Well, we do have some of them, but they blow themselves up.
A creeping disaster is continuing to run its course in northwest Pakistan, in the border regions with Afghanistan. Pakistani president Pervez Musharraf is reaping the rewards for mollifying Islamist factions in his country:
Isolated politically, he is incapable of making the strategic changes necessary to meet the challenges the country faces today. Five years ago, he threw in his lot with the clerics of the MMA [Muttahida Majlis-e-Amal]. He gave them political space by driving secular parties into the wilderness. Some selective rigging saw them come to power in the NWFP [Northwest Frontier Province] and in Balochistan as a coalition partner. In exchange, the clerics used their suddenly expanded presence in the assemblies to allow him to remain army chief. Now, the same religious parties have turned against him.

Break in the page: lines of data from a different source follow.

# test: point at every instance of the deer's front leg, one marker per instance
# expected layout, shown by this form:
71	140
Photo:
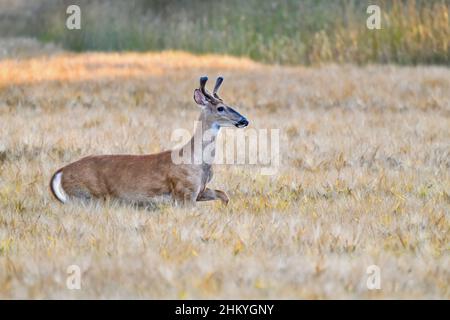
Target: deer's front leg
209	194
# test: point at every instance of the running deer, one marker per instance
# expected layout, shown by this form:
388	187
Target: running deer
141	178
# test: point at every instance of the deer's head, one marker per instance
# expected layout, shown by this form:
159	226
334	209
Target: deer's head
215	109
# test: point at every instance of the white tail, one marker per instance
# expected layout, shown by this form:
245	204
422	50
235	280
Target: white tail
56	187
144	177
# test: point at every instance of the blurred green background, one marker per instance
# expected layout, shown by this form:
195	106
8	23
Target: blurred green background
284	32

And like this month's showdown at the Lal Masjid mosque, any attempt to bring the Islamists to any civil order will be messy. Just this week, a Taliban commander, Abdullah Mehsud, was discovered in a pakistani border town 350 km northwest of Quetta. When security forces found him, on a tip from some locals, he blew himself up.

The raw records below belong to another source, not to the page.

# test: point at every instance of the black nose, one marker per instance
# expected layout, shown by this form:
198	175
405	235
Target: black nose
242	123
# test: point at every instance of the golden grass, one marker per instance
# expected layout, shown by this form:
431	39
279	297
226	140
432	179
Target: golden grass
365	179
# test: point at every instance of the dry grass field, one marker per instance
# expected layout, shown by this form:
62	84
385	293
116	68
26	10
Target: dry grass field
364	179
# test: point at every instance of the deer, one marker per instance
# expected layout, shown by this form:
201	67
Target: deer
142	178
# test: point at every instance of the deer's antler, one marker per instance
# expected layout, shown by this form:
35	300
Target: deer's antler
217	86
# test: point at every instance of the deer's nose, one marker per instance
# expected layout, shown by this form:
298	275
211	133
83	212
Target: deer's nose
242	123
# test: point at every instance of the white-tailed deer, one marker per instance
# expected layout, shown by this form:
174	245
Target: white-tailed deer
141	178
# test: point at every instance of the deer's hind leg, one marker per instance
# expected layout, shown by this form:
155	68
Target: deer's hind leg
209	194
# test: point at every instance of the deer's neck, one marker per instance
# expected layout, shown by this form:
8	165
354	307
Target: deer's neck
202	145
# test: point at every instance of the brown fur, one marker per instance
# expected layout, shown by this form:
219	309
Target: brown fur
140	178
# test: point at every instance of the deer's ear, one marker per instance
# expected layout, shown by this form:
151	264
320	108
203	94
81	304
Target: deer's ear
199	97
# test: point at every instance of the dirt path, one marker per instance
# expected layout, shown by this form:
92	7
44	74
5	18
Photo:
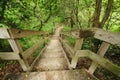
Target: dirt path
53	57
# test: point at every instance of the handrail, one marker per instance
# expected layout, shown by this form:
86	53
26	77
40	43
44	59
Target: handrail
12	35
32	49
18	33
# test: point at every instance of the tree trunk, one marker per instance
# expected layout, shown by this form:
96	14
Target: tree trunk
96	16
107	13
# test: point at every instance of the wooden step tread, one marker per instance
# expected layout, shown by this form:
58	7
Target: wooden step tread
58	54
54	75
45	64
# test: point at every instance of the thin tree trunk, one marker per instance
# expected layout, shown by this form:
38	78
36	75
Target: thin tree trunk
107	13
96	16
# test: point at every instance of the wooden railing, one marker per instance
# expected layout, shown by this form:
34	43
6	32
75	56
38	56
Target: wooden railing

Sure, you could say "well, thant's one less militant", but the bigger question is why do Taliban have such free reign in northwest Pakistan and southern Afghanistan? You can chalk it up to a combination of diverting US forces to Iraq, and political maneuvering from Musharraf. the situation is becoming intolerable.
AS bouquets and brickbats are being flung at the government following the Lal Masjid operation, the tough questions are sure to follow. Even as the corpses of the victims and the villains are being buried, most Pakistanis are already asking how events were allowed to come to such a bloody pass.

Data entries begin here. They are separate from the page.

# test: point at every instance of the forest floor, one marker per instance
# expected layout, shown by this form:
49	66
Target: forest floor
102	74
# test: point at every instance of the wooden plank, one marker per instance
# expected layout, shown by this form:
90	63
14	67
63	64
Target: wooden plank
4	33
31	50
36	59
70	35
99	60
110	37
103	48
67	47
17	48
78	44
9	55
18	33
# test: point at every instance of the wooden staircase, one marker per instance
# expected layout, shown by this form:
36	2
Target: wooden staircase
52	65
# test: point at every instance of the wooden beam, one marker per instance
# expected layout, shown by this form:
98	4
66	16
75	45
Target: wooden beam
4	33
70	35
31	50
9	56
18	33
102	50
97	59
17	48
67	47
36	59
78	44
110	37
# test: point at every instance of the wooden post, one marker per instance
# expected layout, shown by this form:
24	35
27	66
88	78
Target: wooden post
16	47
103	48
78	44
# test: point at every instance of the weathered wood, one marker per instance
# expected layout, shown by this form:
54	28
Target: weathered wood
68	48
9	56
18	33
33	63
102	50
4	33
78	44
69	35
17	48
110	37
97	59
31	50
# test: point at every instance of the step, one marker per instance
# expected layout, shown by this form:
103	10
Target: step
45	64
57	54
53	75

One of the hallmarks of military governments is that they all pretend to be very keen on accountability. So who will be the scapegoat for allowing the six-month old stand-off at the mosque complex to drag on? Clearly, the Ghazi brothers used this time to stock up on arms and ammunition, apart from sneaking in dozens of trained militants.
Musharraf is not long for the political scene if he cannot defuse the Islamist timebomb under his arse. His maneuvers to preserve his autocratic rule are coming home to roost, as debated in the pakistani Supreme Court last week:
In the 60 years of our tumultuous and mostly star-crossed history, nothing of greater importance has ever come before the Supreme Court. Other famous cases in the past – Tamizuddin, Dosso, Nusrat Bhutto, etc – helped legitimise one martial law after another. In doing so, the highest court in the land became a party to the twisting and distorting of our history, helping to turn Pakistan into a congenial playground for civil and military dictatorships.
In this case alone has the opportunity arisen to mend that history by putting a rein and bridle on military adventurism. For the central issue in it is not just about the person of Justice Chaudhry and the treatment he received when he defied the wishes of Army House, the source of so much of Pakistan’s many discontents.
It is about something far greater: whether Pakistan’s destiny – and this was put well by Fakhruddin Ebrahim, one of the lawyers defending the Chief Justice – is to be ruled by the power of the gun or the power of the law.
Unfortunately, Musharraf's "power of the gun" has been the only thing keeping Pakistan from completely sliding under the power of the Islamist bomb. The vaunted "power of the law" usually wilts in the face of the Islamist threat, which is why the Taliban has such haven in the northwest, and why the Lal Masjid situation mushroomed into the bloodbath that it did.